Julien Faradon est né le 2 avril 1912 rue de Sévigné au domicile de ses parents à Is-sur-Tille.  Il habite au 52, rue Guillaume Tell à Dijon au moment de son arrestation.  Il est le fils de Maria, Félicie Janicaud, 24 ans, sans profession et de Charles Faradon, 27 ans, employé de chemin de fer, son époux.
En juin 1929, encore domicilié à Is-sur-Tille, il gagne 1000 F au tirage hebdomadaire de la « Foncière Capitalisation », soit un peu plus d’une fois le salaire d’un ouvrier (Le Petit Journal 28/06/1929).
Il est recensé pour le service militaire en 1932 avec le n° « 915 ».
Le 28 mai 1932 à Is-sur-Tille, il épouse Simone, Marie Nion, née à Roche-et-Rancourt (Haute-Saône) le 19 mars 1914. Elle est employée auxiliaire à la comptabilité régionale des
Postes. Le couple a une fille, Jeanine, Albertine, qui naît le 17 octobre 1932 à Is-sur-Tille où habite toujours le couple.
En 1936, Julien Faradon est employé comme ajusteur chez J. Lallement.
Il adhère au Parti communiste durant les grèves de 1936 (il l’aurait quitté en 1939 selon son épouse).
Puis il est embauché comme ajusteur-tourneur à l’usine de décolletage Lipton, à Dijon.

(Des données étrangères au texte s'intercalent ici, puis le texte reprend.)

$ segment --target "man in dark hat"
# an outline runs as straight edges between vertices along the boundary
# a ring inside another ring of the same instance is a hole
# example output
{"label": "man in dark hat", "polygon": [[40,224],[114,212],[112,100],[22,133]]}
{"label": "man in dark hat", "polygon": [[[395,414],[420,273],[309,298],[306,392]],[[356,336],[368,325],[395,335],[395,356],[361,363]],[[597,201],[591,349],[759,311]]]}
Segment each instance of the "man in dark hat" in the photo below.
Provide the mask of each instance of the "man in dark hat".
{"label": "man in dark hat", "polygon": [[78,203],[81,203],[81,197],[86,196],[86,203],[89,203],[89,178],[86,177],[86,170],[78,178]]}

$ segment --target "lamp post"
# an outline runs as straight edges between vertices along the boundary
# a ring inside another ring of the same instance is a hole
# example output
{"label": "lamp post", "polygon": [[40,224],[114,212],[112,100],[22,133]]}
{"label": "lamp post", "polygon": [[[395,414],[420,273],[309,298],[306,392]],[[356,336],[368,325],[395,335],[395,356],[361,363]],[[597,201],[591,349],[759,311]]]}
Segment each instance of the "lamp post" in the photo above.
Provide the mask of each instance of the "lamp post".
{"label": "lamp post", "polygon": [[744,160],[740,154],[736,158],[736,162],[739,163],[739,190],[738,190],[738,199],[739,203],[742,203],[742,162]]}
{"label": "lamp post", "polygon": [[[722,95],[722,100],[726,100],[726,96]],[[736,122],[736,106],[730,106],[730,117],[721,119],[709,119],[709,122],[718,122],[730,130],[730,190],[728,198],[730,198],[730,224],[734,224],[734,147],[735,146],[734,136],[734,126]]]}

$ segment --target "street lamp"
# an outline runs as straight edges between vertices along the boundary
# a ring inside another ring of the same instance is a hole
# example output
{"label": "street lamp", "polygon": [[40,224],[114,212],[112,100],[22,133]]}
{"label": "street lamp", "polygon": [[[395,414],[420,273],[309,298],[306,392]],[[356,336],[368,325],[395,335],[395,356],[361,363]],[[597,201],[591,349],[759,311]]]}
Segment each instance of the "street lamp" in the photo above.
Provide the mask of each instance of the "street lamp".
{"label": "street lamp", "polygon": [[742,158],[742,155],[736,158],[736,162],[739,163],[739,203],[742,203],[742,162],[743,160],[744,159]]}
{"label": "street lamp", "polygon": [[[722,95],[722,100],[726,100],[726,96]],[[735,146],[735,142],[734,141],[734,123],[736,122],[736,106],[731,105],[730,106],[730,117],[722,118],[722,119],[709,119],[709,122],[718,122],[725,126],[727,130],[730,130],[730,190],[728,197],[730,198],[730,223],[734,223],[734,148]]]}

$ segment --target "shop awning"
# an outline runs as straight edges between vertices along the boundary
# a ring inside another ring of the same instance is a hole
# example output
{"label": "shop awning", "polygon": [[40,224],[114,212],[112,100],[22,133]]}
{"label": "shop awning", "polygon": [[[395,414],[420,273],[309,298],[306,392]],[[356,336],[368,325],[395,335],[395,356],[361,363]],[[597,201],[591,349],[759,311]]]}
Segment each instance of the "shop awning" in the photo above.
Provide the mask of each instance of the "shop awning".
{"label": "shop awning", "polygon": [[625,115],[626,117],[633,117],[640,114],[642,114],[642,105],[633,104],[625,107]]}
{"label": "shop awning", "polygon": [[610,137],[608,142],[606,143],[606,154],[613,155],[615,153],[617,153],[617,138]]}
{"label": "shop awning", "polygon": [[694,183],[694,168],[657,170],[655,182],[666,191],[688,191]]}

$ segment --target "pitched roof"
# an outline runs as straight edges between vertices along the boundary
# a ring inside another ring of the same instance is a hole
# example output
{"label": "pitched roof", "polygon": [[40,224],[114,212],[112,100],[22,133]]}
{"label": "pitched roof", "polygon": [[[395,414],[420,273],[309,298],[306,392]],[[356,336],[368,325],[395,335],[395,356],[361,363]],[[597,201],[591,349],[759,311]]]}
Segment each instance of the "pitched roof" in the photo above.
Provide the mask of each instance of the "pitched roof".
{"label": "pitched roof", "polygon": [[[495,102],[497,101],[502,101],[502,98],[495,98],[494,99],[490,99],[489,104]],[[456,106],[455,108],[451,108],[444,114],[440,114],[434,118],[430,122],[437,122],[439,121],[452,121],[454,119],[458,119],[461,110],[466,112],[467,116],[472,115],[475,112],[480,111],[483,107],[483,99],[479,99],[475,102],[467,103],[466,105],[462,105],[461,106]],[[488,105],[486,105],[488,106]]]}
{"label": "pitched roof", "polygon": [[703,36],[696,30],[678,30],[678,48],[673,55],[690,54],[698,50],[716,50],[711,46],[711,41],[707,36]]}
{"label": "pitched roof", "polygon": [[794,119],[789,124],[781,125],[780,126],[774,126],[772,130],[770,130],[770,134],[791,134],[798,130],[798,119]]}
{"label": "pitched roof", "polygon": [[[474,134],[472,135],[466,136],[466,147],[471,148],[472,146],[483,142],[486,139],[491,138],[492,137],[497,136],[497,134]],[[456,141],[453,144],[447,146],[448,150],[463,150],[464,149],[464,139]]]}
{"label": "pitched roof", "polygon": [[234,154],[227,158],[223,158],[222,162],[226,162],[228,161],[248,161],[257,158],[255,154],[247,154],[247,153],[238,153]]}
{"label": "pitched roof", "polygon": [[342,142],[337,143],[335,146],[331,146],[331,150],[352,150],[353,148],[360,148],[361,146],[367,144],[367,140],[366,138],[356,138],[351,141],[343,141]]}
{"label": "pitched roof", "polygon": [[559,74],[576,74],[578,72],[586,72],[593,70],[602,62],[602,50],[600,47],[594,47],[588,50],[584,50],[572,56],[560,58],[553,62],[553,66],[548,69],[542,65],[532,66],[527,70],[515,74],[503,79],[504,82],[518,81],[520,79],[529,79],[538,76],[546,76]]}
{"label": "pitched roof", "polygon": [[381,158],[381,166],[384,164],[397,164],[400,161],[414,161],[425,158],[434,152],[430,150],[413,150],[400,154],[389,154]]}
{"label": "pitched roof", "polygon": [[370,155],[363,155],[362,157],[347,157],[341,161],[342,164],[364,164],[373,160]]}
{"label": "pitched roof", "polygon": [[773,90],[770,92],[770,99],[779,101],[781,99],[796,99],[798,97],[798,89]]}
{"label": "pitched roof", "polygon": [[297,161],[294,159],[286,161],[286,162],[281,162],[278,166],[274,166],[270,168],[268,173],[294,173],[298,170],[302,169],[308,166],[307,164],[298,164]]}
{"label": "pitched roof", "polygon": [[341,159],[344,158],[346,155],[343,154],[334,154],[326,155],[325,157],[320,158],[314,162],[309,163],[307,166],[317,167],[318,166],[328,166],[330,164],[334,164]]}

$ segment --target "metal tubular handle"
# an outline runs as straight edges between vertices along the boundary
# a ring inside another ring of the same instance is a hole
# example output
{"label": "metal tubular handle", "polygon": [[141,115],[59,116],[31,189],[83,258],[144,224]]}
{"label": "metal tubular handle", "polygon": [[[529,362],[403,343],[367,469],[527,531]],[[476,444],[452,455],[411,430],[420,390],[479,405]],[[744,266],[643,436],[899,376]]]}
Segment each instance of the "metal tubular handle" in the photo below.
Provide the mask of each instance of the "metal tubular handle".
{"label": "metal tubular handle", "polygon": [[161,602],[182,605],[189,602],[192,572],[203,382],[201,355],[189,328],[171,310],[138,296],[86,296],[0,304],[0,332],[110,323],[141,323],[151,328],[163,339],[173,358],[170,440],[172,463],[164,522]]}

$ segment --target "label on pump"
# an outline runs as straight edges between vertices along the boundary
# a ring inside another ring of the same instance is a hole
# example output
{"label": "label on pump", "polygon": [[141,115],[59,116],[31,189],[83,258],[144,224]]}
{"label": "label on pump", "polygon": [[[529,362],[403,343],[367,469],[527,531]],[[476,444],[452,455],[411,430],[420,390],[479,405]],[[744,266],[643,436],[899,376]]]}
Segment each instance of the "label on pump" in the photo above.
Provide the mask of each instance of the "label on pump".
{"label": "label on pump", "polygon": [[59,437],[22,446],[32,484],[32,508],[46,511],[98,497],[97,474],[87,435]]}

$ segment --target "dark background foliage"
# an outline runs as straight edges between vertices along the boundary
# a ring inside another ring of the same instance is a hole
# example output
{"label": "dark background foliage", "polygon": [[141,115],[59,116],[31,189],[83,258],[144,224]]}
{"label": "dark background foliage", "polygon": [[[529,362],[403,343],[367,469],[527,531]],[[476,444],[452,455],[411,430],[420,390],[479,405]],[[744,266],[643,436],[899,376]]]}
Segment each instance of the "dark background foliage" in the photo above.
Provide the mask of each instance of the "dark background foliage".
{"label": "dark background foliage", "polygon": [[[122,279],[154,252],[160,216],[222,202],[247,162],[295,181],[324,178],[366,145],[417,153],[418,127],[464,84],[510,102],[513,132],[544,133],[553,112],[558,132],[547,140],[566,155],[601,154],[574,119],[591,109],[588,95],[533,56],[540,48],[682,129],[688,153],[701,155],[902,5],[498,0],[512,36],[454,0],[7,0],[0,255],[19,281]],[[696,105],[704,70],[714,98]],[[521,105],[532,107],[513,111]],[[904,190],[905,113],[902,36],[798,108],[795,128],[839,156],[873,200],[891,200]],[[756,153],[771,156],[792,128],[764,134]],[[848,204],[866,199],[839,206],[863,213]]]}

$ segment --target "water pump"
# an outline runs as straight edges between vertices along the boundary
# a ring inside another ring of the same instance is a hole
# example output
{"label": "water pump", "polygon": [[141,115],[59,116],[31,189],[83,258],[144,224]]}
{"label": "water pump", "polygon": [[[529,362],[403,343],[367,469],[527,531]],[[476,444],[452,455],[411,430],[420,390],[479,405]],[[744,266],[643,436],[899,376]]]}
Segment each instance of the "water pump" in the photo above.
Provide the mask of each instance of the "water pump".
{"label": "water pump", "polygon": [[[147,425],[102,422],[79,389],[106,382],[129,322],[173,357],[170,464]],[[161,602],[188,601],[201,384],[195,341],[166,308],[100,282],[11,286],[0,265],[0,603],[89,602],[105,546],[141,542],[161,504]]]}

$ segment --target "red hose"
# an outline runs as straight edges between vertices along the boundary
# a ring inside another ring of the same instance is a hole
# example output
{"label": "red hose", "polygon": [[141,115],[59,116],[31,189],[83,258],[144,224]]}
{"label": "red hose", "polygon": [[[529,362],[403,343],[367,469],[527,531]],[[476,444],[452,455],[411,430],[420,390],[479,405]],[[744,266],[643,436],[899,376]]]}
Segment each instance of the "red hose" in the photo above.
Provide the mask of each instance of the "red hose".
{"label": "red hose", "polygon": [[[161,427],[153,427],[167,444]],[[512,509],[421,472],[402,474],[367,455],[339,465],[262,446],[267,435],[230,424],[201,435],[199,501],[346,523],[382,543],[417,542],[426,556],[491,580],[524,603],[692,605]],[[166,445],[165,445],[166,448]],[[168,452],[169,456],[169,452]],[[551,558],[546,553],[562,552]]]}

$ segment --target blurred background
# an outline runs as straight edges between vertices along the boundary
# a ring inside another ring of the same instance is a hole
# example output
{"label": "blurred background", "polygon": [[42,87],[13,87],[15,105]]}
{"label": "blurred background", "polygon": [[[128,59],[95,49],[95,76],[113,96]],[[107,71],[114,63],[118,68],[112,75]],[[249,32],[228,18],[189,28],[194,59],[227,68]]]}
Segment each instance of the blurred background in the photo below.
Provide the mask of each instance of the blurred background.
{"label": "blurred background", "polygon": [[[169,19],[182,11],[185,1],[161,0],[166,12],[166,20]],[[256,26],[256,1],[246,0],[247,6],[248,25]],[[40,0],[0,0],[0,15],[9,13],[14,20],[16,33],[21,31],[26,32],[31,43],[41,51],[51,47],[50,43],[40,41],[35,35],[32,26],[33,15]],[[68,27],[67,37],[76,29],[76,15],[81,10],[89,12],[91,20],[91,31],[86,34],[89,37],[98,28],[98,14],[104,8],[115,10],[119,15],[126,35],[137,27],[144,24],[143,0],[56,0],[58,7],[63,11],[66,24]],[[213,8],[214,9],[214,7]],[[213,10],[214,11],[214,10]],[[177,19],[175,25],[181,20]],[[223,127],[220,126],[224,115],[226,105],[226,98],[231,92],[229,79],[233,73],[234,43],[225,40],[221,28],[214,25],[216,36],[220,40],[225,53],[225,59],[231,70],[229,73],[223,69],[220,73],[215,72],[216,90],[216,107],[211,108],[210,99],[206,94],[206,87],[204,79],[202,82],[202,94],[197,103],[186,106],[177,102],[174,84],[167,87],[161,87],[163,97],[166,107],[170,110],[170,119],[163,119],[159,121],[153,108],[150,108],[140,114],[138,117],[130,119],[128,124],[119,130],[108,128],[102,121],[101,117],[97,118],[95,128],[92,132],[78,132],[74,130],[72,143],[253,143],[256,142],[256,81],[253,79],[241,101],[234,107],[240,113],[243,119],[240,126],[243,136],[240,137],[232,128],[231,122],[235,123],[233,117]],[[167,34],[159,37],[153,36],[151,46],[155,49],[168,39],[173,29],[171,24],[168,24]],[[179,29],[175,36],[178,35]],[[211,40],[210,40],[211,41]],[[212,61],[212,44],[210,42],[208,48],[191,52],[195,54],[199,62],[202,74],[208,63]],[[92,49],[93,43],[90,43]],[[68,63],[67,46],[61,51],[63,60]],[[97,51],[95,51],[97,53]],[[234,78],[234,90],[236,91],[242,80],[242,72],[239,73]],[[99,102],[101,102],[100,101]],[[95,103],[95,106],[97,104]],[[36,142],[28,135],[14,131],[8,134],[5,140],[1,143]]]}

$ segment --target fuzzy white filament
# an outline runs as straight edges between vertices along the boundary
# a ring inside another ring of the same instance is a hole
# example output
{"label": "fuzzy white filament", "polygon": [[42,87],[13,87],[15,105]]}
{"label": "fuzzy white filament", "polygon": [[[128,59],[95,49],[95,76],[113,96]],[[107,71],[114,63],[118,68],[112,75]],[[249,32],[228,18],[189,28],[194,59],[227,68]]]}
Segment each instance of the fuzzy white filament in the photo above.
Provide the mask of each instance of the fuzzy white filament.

Sueddeutsche Zeitung Photo : Dijon 1940

Le 14 juin 1940, l’armée allemande d’occupation entre dans Paris. La ville cesse alors d’être la capitale du pays et devient le siège du commandement militaire allemand en France. Le 17 juin 1940, les troupes de la Wehrmacht entrent dans Dijon et s’y installent. Interdictions, réquisitions, couvre-feu, l’armée allemande contrôle la ville. Dijon est durement touchée par la politique antisémite et les arrestations orchestrées par les troupes allemandes et l’administration de Vichy. L’armistice est signé le 22 juin. Le 10 juillet 1940 le maréchal Pétain, investi des pleins pouvoirs par l’Assemblée nationale, s’octroie le lendemain le titre de « chef de l’Etat français ». Dès le début de l’Occupation allemande, la police de Vichy surveille les anciens élus, candidats ou militants communistes « notoires », procédé à des perquisitions et des arrestations. Vichy entend ainsi faire cesser la propagande communiste clandestine.

Julien Faradon est arrêté comme otage le 11 janvier 1942, après l’attentat de la rue de la Pépinière du 10 janvier 1942 (une bombe est lancée par des résistants communistes contre le Soldatenheim, foyer du soldat). Selon les enquêteurs, la bombe artisanale avait été fabriquée à l’usine Lipton, réquisitionnée par l’armée allemande.  25 autres ouvriers de chez Lipton, dont Eugène
Bonnardin
, Henri Poillot et Jean Renard sont arrêtés en même temps que lui et pour le même motif.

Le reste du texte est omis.